Graduates of the Master Watershed Steward Trainee program in Lehigh/Northampton Counties
The 2018 Class of Lehigh/Northampton County Master Watershed Stewards completed their 40 hours of training last month. Their training included classroom sessions on water quality, geology, native plants, phenology and more, along with field trips to the Bethlehem Waste Water Treatment Plant, and introduction to environmental education at the Lehigh Gap Nature Center and tour of stream restoration and green infrastructure sites in the region.
The 18 trainees will now be focusing on three group projects:
Homeowners Association Outreach:
Many communities have homeowner’s associations that prescribe how residents carry out all types of outdoor activities. These are not always environmentally friendly, and, in fact, many practices, such as mandating manicured lawns, are environmental detriments. The trainees will gather existing resources and publication relating to environmentally friendly residential care, and will collate these. They will also create a presentation based upon these materials and lastly, create an inventory of the HOA’s in the Lehigh Valley and reach out to each of them, inviting them to one or more presentations. The content will focus on alternates to lawns, water conservation, and native plants.
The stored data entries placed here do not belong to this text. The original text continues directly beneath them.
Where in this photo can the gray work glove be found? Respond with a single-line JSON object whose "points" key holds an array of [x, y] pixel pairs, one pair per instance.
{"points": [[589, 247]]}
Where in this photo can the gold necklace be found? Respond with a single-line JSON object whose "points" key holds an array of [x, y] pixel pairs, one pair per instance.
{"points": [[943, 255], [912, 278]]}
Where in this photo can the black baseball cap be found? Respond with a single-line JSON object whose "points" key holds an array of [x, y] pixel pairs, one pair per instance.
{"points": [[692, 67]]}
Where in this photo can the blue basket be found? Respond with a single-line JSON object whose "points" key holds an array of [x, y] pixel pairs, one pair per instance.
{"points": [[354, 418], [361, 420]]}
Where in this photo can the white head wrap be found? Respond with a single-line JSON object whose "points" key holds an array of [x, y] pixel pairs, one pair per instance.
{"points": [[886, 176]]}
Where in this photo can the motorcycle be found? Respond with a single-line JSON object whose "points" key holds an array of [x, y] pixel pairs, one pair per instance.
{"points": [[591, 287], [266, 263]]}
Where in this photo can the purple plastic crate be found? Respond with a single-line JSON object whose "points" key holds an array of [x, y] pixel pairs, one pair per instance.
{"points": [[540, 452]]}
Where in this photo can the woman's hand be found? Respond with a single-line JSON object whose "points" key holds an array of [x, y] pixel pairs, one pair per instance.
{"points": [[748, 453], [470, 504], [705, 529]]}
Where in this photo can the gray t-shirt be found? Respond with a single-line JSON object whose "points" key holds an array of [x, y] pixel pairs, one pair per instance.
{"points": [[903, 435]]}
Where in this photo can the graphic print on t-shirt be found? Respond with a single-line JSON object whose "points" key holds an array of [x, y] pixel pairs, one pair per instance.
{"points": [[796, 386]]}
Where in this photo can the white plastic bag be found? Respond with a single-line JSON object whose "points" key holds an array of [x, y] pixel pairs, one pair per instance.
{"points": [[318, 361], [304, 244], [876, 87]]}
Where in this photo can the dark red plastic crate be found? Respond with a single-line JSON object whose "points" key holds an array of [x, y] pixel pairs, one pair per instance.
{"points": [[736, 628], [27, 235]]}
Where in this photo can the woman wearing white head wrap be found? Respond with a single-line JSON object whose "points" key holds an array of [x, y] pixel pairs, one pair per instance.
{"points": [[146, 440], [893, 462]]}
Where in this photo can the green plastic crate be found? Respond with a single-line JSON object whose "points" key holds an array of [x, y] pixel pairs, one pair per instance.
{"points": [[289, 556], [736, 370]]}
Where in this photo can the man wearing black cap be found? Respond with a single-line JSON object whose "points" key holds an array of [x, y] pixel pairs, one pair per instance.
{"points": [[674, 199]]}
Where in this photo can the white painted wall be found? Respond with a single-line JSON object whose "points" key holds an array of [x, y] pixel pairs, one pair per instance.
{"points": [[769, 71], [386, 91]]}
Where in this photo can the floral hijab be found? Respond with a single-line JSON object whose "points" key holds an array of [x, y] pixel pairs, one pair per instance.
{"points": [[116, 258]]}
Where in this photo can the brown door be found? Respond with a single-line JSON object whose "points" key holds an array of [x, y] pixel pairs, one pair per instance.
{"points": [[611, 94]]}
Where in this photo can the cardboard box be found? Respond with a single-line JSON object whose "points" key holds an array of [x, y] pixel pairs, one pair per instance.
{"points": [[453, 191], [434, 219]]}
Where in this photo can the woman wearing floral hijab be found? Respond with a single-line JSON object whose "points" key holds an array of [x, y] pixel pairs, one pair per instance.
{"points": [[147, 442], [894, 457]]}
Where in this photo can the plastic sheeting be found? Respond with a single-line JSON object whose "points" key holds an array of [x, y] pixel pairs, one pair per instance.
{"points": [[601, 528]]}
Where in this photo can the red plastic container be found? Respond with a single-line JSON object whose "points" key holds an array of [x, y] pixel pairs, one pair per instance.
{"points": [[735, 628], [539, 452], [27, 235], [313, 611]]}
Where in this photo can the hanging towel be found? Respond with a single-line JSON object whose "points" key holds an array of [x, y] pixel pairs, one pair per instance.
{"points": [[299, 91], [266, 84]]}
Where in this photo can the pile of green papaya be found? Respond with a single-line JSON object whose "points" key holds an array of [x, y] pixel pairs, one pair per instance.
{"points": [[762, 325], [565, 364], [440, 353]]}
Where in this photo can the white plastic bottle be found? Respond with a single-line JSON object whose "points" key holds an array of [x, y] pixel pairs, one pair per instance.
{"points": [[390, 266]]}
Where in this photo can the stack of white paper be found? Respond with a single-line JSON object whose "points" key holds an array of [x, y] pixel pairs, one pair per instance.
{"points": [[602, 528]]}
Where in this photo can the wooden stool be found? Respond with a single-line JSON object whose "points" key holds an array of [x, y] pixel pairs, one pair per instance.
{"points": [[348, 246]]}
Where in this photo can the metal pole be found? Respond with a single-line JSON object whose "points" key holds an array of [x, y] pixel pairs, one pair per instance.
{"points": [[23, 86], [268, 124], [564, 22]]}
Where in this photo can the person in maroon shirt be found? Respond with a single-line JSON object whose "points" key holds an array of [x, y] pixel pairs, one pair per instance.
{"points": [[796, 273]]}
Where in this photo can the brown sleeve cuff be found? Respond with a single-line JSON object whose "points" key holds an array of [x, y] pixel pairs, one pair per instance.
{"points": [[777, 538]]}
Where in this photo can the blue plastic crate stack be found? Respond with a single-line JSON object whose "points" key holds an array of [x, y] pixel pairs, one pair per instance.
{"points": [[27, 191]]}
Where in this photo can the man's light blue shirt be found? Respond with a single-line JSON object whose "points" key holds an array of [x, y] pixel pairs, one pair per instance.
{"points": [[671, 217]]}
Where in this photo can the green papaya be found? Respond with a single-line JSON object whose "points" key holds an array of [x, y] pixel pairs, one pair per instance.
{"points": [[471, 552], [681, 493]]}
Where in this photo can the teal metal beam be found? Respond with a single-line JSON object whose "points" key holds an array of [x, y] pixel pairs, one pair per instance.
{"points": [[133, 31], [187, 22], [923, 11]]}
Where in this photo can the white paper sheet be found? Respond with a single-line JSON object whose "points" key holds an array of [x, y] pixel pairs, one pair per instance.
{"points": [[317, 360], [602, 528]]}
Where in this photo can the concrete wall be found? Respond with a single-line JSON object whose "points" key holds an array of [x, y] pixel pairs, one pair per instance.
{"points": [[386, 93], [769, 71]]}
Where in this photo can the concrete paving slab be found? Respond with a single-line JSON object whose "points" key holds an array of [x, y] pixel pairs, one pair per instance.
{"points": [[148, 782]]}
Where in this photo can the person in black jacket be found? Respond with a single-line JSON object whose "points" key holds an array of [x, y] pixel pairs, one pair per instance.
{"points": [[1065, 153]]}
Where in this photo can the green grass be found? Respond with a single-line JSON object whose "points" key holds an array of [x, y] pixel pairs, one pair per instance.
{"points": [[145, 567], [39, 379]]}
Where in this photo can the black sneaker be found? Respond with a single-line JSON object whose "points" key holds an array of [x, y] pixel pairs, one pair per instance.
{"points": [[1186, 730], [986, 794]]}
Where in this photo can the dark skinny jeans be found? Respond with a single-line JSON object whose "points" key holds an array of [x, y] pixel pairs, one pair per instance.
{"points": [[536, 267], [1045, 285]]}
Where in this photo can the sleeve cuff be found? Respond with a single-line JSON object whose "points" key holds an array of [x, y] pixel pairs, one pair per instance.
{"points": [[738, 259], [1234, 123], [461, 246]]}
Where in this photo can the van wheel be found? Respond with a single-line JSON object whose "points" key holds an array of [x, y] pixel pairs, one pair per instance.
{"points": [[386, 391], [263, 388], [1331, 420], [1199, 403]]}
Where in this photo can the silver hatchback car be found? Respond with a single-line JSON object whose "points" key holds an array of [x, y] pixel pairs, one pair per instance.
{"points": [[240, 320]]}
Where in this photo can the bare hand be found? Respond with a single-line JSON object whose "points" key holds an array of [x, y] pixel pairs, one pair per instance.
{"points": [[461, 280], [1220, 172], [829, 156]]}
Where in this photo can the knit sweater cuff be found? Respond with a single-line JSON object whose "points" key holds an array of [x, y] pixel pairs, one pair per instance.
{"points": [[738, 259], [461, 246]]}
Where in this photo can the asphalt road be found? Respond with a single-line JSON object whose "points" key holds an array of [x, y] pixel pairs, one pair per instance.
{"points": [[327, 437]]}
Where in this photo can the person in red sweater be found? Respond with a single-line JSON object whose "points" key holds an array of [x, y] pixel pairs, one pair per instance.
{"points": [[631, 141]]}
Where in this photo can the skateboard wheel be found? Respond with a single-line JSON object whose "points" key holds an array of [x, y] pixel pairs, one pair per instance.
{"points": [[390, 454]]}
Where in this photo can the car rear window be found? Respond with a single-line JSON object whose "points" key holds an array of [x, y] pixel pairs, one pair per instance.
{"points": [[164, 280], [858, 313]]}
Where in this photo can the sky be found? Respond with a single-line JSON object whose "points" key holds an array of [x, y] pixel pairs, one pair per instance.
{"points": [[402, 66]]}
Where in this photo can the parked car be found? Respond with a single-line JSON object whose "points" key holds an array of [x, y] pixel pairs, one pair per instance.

This project addresses the overuse and misuse of home herbicides and pesticides, as this can be a major source of water pollution. Vast expanses of lawn in suburban areas can be time-consuming and expensive to maintain. There has been a growing interest in using wildflower meadows as an alternative to turf grass. While large-scale, multi-acre meadow establishment projects have huge impact, the conversion process is daunting to homeowners. To address this challenge, trainees will install a quarter acre demonstration native plant meadow at the Trexler Environmental Center using a kill-and-seed method to illustrate an attainable result for a homeowner with limited means and resources. This project will over-winter into 2019.
The proposed project involves the construction, placement, and monitoring of monofilament fishing line disposal canisters at popular fishing sites in the Lehigh Valley. The danger to fish, birds, and wildlife, and the environmental hazards from improperly discarded monofilament line is well known. Providing an accessible and effective disposal site will not only help decrease improperly discarded line, but also be visible, including signage and serving as an education/outreach opportunity. The trainees will construct and place 24 canisters at sites along streams and the Lehigh River with informational signage. The volunteers will monitor and maintain the containers for a three-year period to determine public acceptance and usage. The funding for these projects was secured by the Watershed Coalition of the Lehigh Valley, through the Lehigh Valley Greenways Partnership. The Lehigh and Northampton County Conservation District Watershed Specialists will be overseeing these projects.
Once the trainees reach 50 hours of volunteer service, they’ll become official Master Watershed Stewards. Penn State Extension, the Watershed Coalition of the Lehigh Valley, and the County Conservations districts look forward to working with these individuals as they work on these group projects and become more involved in environmental conservation efforts.